Doctors, nurses, first responders are working overtime during the COVID-19 crisis. They have become martyrs to a pandemic that feeds on the poor and makes ivory floor-boards from their worn ‘essential-working’ bones.
I’m not dying from my chronic migraine, fibromyalgia, or lyme disease. While I’m at it, I’ll throw in that I’m not dying from my major depressive disorder, generalized anxiety, diplopia, trigeminal neuralgia, or cervical syndrome, or anything else on my chart. But I can say with all certainty that I am in no way living. Cancer patients get immediate care because death is the alternative, and the only way to keep up with something as rapidly evolving as cancer is to treat and care as rapidly as cancer moves. When a person has chronic pain, like chronic migraine or fibromyalgia, the pain often isn’t evolving. In my experience, there’s no underlying cause for doctors to catch and pat themselves on the back about. There are symptoms that can be treated, but chronic pain often cannot be cured.

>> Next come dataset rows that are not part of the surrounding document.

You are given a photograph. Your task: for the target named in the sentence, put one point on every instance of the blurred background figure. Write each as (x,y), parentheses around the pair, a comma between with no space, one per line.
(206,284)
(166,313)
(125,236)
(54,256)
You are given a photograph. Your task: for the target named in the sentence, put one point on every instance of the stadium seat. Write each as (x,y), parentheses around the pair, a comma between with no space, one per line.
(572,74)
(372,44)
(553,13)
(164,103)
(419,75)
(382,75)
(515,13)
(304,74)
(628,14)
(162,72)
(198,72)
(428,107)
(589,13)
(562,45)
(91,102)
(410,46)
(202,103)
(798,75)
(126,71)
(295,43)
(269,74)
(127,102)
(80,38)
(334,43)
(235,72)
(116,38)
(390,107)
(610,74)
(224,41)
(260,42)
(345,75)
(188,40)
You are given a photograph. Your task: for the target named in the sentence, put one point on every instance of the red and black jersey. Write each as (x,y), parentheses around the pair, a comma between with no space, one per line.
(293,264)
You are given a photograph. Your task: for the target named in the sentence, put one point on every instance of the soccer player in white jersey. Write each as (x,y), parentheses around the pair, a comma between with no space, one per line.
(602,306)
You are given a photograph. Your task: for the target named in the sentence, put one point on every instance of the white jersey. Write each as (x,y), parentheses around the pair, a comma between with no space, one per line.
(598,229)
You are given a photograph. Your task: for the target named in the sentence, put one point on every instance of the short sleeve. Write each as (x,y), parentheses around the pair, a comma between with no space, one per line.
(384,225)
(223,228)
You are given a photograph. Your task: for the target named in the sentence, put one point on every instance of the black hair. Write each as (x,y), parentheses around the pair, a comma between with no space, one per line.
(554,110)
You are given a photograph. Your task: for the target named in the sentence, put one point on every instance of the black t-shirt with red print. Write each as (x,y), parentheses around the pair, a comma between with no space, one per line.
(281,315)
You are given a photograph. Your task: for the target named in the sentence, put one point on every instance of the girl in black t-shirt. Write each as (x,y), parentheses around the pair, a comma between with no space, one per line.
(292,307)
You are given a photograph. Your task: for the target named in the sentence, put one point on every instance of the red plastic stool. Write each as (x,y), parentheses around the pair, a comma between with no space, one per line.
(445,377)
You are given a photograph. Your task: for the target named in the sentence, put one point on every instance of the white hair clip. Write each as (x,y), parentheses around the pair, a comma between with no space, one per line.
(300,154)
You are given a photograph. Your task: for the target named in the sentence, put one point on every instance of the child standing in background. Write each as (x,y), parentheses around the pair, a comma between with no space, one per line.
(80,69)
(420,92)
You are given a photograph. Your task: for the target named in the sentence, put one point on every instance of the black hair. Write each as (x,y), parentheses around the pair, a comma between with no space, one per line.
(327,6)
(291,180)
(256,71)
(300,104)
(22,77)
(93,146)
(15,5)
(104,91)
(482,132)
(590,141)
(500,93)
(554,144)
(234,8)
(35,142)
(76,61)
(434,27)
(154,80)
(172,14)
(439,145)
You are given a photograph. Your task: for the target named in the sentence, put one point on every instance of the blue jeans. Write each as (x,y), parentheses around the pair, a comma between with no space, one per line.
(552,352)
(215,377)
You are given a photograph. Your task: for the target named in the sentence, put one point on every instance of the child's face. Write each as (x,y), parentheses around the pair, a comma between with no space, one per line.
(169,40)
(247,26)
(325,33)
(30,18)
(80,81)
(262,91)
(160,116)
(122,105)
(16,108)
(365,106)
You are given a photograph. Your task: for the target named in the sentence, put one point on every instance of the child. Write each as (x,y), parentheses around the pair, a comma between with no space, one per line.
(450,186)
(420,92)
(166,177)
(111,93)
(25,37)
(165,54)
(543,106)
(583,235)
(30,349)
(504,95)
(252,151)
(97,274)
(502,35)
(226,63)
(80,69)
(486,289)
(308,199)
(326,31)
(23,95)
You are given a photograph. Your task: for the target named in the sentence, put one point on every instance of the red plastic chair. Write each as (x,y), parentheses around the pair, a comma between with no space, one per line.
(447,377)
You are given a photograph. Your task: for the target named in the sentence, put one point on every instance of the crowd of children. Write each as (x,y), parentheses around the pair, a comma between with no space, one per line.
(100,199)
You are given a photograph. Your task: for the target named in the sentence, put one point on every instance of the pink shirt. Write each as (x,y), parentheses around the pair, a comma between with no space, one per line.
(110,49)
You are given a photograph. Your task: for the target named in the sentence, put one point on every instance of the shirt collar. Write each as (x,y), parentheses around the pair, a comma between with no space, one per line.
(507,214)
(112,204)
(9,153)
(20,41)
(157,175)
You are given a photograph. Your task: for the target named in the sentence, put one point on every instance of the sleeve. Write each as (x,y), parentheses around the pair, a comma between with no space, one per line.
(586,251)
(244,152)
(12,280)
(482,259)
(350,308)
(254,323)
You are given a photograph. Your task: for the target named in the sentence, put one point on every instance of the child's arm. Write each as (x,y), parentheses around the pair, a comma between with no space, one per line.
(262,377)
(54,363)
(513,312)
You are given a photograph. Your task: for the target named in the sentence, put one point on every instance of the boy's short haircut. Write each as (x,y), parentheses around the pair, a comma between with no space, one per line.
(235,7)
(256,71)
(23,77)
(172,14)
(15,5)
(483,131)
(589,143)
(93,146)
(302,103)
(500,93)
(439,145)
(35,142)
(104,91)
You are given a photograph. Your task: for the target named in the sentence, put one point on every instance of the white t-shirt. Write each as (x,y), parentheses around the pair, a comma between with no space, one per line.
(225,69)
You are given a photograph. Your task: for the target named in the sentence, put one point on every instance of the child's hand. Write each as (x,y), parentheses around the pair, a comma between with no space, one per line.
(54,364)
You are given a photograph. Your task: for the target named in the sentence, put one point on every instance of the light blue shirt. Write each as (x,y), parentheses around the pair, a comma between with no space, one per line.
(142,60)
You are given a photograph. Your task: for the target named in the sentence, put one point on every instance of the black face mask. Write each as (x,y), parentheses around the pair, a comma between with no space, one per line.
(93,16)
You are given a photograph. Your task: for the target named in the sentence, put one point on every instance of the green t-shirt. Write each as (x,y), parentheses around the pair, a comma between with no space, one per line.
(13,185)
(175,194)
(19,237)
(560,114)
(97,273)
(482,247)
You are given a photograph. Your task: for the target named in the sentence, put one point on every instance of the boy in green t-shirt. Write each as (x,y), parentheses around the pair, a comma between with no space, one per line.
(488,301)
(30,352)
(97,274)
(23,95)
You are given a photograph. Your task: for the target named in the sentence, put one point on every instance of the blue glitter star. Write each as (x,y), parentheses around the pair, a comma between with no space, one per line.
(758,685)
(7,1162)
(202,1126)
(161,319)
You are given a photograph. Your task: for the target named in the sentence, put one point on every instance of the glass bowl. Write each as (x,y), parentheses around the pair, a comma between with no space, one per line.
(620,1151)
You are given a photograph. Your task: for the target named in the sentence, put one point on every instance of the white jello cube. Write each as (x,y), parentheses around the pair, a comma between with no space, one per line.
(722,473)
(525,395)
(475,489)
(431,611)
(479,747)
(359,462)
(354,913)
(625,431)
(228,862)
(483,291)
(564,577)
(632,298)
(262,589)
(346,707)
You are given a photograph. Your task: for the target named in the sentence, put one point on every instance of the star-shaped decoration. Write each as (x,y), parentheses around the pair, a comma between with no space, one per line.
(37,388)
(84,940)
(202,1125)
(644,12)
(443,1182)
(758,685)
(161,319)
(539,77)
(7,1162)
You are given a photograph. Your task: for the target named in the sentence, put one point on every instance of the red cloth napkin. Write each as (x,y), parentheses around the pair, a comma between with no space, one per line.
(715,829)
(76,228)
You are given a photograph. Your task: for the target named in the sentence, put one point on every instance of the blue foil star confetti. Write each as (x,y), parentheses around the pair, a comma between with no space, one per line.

I do not fear the needles that prod my face and I’m not afraid of never being cured. I’m coming to terms with the fact that my reality is my disease, or lack of. As much as I want someone to drill into my head to find and remove the parasite at the root of my pain, I know nothing extraordinary causes this pain. The parasite is just an unfortunate mutation of my genetic makeup. My fears are of not finding help to get me through the days where my face tenses up with a migraine and I can’t talk. I’m scared I won’t find a trustworthy place outside of Salt Lake City to allow me to enjoy social activities when they are safe again without a purse full of rescue medication, emergency migraine glasses, a planned escape route and a quiet corner scoped out for napping.
It is terrifying for proper preventive and abortive care to be such a cumbersome ask. I have an incredible support team in my family and my partner. I have fair health insurance with my employer (while I don’t really think any health insurance is adequate, that is another discussion for a different day). My primary care doctor is on the board of CHAMP, the Coalition for Headache and Migraine Patients, and I still feel lost in trying to find proper treatment in a large metropolitan area. I’ve advocated for myself in every way I know how: attending RetreatMigraine, Yoga for Migraine, researching and attending Headache School through the Danielle foundation– but it still is exhausting to find a medical professional in my area who will advocate for me. Just because my disease(s) cannot be cured, does not mean that my symptoms should not be treated.